O prazo para consumidores renegociarem dívidas pelo Novo Desenrola Brasil termina na próxima segunda-feira (31). O programa do governo federal oferece descontos que podem chegar a 90%, além de condições facilitadas para o pagamento dos débitos.
A iniciativa atende pessoas físicas com renda mensal de até cinco salários mínimos, atualmente equivalente a R$ 8.105. Para participar, as dívidas devem ter sido contratadas até 31 de janeiro de 2026 e estar em atraso entre 91 dias e dois anos.
O prazo inicialmente terminaria em 2 de agosto, mas foi prorrogado até o fim deste mês. Até o momento, não há previsão de uma nova extensão.

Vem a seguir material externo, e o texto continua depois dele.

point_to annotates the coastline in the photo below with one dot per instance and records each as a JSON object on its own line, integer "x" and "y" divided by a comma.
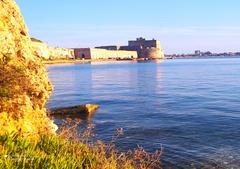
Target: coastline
{"x": 100, "y": 61}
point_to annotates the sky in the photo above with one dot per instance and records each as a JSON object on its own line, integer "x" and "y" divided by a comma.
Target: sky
{"x": 182, "y": 26}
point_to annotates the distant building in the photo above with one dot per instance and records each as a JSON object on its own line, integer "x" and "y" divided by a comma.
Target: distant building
{"x": 97, "y": 53}
{"x": 147, "y": 49}
{"x": 197, "y": 52}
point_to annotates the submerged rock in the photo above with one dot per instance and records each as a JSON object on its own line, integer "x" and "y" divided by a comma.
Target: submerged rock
{"x": 81, "y": 111}
{"x": 24, "y": 85}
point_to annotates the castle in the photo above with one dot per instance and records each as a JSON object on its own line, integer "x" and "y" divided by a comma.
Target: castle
{"x": 136, "y": 49}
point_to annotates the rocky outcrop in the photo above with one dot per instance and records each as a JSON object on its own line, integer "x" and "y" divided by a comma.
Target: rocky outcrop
{"x": 85, "y": 111}
{"x": 45, "y": 52}
{"x": 24, "y": 85}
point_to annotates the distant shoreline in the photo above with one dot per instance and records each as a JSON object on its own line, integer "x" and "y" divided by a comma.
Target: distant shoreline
{"x": 78, "y": 61}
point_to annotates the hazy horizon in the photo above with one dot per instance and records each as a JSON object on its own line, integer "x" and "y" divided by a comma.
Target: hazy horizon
{"x": 182, "y": 27}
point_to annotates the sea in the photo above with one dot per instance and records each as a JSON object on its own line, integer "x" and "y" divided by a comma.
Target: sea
{"x": 189, "y": 108}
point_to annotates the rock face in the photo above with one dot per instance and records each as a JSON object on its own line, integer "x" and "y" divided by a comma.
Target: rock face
{"x": 85, "y": 111}
{"x": 24, "y": 85}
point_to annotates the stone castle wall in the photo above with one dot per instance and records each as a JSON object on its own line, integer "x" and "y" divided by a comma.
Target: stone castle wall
{"x": 151, "y": 53}
{"x": 95, "y": 54}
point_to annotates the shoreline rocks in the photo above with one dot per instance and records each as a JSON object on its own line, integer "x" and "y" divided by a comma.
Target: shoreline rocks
{"x": 84, "y": 111}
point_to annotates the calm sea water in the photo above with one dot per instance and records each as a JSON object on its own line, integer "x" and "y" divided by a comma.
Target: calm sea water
{"x": 191, "y": 107}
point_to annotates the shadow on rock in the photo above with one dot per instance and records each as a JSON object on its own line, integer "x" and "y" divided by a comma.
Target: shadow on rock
{"x": 83, "y": 112}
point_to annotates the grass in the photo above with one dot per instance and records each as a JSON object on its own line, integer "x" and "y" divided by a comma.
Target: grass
{"x": 69, "y": 149}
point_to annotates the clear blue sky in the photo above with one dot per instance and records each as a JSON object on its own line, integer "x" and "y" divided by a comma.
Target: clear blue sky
{"x": 181, "y": 25}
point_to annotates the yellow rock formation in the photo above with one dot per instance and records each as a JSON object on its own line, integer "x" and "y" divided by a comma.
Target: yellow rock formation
{"x": 24, "y": 85}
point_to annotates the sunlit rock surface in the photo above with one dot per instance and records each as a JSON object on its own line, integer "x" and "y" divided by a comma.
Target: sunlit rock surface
{"x": 24, "y": 85}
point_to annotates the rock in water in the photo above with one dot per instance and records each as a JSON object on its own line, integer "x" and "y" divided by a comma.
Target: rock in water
{"x": 24, "y": 85}
{"x": 82, "y": 111}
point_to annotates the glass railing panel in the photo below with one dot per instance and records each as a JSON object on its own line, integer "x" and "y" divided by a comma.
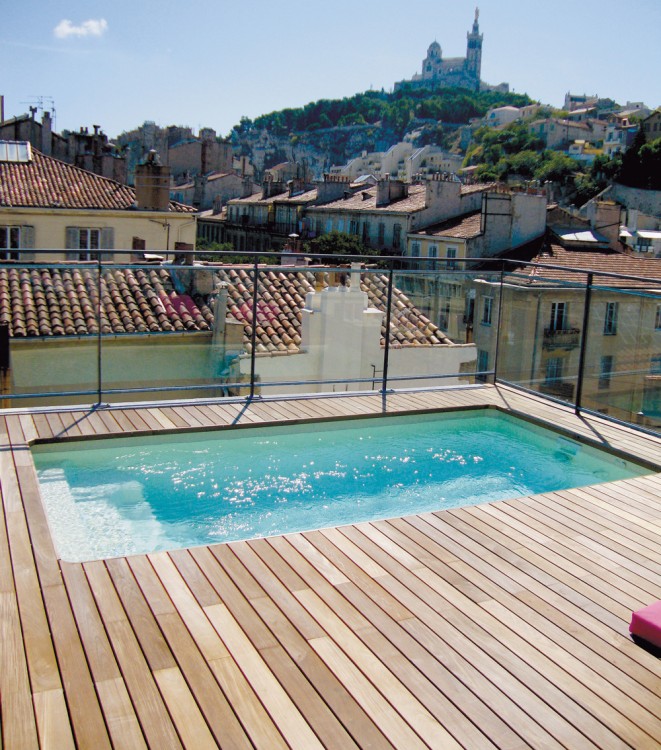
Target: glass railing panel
{"x": 173, "y": 335}
{"x": 435, "y": 337}
{"x": 51, "y": 323}
{"x": 540, "y": 330}
{"x": 319, "y": 329}
{"x": 622, "y": 372}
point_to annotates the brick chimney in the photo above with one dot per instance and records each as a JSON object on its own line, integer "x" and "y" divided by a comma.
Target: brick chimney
{"x": 332, "y": 188}
{"x": 152, "y": 184}
{"x": 246, "y": 187}
{"x": 388, "y": 190}
{"x": 46, "y": 134}
{"x": 271, "y": 187}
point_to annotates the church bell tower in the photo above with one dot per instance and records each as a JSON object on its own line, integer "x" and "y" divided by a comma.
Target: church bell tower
{"x": 474, "y": 51}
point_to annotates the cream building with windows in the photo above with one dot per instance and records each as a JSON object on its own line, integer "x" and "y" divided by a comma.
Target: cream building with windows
{"x": 46, "y": 204}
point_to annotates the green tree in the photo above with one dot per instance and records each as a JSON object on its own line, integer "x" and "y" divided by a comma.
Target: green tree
{"x": 337, "y": 243}
{"x": 632, "y": 170}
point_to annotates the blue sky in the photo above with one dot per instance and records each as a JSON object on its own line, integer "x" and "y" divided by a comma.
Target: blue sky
{"x": 206, "y": 64}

Segundo dados divulgados na última semana de agosto, a modalidade Desenrola Famílias já havia renegociado cerca de 5,03 milhões de dívidas. Os débitos somavam originalmente R$ 26,33 bilhões, mas, após os acordos, o valor caiu para aproximadamente R$ 5,27 bilhões — uma redução de cerca de R$ 21 bilhões.
Quem pode participar
Podem participar consumidores que tenham:
renda mensal de até cinco salários mínimos;
dívidas contratadas até 31 de janeiro de 2026;
débitos em atraso entre 91 dias e dois anos;
dívidas registradas em instituições financeiras que participam do programa.
A verificação é feita pela própria instituição financeira, com base nos dados disponíveis em seus sistemas e no Sistema de Informações de Crédito (SCR) do Banco Central.
Quais dívidas podem ser renegociadas?
O programa contempla diferentes modalidades de crédito, especialmente operações com juros mais elevados. Entre elas estão:
cartão de crédito rotativo ou parcelado;
cheque especial;
crédito pessoal sem desconto em folha;
empréstimos pessoais utilizados para consolidar outras dívidas.
A inclusão do débito depende da análise do banco ou financeira e da participação da instituição no programa.
Descontos podem chegar a 90%
O percentual de abatimento varia de acordo com o tipo de crédito e o período de atraso.
Para dívidas de cartão de crédito rotativo e cheque especial, o desconto pode chegar a 90% nos débitos com atraso entre um e dois anos. Em outras modalidades, como crédito direto ao consumidor e parcelamento de cartão, o abatimento pode alcançar 80%.
O desconto máximo, porém, não é garantido para todos os consumidores. O percentual depende das características de cada dívida e das condições oferecidas pela instituição financeira.
Condições de pagamento
Quando a renegociação é realizada por meio de uma nova operação de crédito, estão previstas condições como:
juros máximos de 1,99% ao mês;
prazo de até 48 meses;
parcela mínima de R$ 50;
limite de até R$ 15 mil por beneficiário em cada instituição;
primeira parcela em até 35 dias;
garantia do Fundo Garantidor de Operações (FGO).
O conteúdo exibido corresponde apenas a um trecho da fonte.